I embraced the slower pace of this sophisticated region where Athenians escape the capital for the weekend and where I got a peek into the rhythm of authentic Greek life.

Here, churches and monasteries surrounded by sandy beaches, forests, vineyards, olive groves and farmland have been the landscape since antiquity; where fishing, winemaking, agriculture, olive oil and cheese-making still thrive.

Healthy farm-to-table and sea-to-table meals are not trendy here, but a way of living. We were the beneficiaries of this wealth of natural resources as we broke bread over gastronomic and gregarious family-style meals made with lots of love and the reason why the food culture of the Greeks is a UNESCO Intangible Cultural Heritage.

These common characteristics are what tie the vast gulf region together.

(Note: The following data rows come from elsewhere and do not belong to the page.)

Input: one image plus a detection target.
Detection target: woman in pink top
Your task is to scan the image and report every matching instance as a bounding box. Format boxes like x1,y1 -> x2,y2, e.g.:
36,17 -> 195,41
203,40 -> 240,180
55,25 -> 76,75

Just as vast was the richness of each town as we connected with warm and friendly communities and their local culture.

An hour’s drive west from Athens, the spa town of Loutraki was our gateway to the gulf, where the mainland and the Peloponnese meet. This visit had set the bar high, from an overnight at the Club Hotel Casino designed like an ocean liner, tastings at Kalielaion Olive Oil Press and Loukami candy maker, lunch at a lakeshore fish tavern as octopus tentacles dangled overhead, a soak with locals at Loutraki Thermal Spa, and a seaside dinner at the upscale Paladar restaurant.

Ancient Corinth is home to the famous ruins of the Acrocorinth, the Temple of Apollo, and the Corinth Canal. During a tour with business-minded nuns at the secluded Monastery of the Holy Cross (they run a high-tech dairy farm in the mountains), and surprised us, on their day of fasting, with an exquisite buffet and performed for us a mesmerizing Byzantine chant. Back on the coast for dinner, we burned off calories with Greek dancing between courses (and lots of Greek wine) — with the town mayor and his family.

Xylokastro is where the beach and pine forests meet. In a single day, we strolled the marina and restaurant-lined quay, visited the awe-inspiring Church of Agios Vlasios, spontaneously erected a two-table roadside “pop-up café” in the ski centre of Ziria (yes, there’s skiing in Greece), took cover from the rain under olive trees in Melissi, then indulged in tastings of award-winning Ladolea olive oil and local wines at Hotel Lido on the beach.

In Aigio, we drove deep into romantic wine country to the mountain winery of RIRA and met its two female winemakers, visited a factory at the Agricultural Cooperative Union where tiny Corinthian currants bursting with flavour — a nutritious food since ancient times — are packaged for international distribution. We visited the Archeological Museum housed in the historic marketplace, then salivated as our lunch of fresh-caught fish and shrimp was cooked table side.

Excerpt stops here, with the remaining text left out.